Bishopric joins only three other Miller School faculty members in the exclusive association: Pascal J. Goldschmidt, M.D., Senior Vice President for Medical Affairs and Dean of the Miller School and CEO of UHealth, Joshua M. Hare, M.D., the Louis Lemberg Professor of Medicine, founding Director of the Interdisciplinary Stem Cell Institute and Chief Science Officer at the Miller School, and Robert J. Myerburg, M.D., professor of medicine and physiology.

“The AUC has a numerical limit on membership, and election to the organization attests to the candidate’s standing in the field of academic cardiology,” said Myerburg, who sponsored Bishopric’s application. “It is based on the strength and volume of the candidate’s scientific and/or clinical contributions to the field. Dr. Bishopric was elected into the organization on her first nomination.”
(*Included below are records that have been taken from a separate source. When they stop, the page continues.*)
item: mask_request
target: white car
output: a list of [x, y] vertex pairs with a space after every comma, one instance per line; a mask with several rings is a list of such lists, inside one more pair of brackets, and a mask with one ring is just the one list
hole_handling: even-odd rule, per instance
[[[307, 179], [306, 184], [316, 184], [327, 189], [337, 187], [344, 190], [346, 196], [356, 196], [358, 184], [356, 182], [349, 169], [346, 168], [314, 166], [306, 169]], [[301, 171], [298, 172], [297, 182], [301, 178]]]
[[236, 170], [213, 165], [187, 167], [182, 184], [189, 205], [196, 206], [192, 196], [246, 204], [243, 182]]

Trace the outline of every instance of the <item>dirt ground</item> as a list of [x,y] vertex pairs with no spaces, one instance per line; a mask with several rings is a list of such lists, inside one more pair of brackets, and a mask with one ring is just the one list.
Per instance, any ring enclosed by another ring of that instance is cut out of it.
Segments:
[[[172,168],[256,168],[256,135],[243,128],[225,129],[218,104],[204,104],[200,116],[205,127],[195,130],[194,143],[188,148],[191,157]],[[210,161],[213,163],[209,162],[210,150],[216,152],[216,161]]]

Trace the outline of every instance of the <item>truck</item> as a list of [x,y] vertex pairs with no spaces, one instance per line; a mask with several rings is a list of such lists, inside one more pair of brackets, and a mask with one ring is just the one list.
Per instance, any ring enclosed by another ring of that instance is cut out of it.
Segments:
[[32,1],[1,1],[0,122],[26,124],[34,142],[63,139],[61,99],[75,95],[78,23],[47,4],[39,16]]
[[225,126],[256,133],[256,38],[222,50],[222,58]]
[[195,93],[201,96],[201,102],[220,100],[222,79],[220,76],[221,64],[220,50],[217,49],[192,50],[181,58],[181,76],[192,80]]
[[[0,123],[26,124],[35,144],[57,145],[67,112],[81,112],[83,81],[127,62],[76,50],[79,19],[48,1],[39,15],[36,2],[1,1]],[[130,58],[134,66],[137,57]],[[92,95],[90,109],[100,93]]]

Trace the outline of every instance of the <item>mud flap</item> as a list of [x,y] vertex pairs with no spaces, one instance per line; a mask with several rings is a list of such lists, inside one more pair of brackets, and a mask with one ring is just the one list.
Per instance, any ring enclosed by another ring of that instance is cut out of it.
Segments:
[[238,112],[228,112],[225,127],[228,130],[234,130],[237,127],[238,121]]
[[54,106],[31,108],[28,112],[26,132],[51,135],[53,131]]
A prolific physician and researcher who joined the Miller School in 1996, Bishopric has made major contributions to the field of cardiovascular disease. Her seminal findings have uncovered pathways for inhibiting cardiac hypertrophy, shedding light on the regulation of heart growth; improved knowledge of the role of cardiac apoptosis in understanding the pathogenesis of heart failure; revealed a predictor of stem cell efficacy in treating heart failure; and advanced medical understanding of the role of genetics in patients with torsades de pointes, a deadly heart arrhythmia.

In addition to being a fellow of the American College of Cardiology and American Heart Association, Bishopric is a member of the American Clinical and Climatological Association. She also received the “Stop Heart Disease” Researcher of the Year Award from the Florida Heart Research Institute in 2005, and in 2010 earned the Distinguished Scientist Award, one of the most prestigious awards presented by the American College of Cardiology.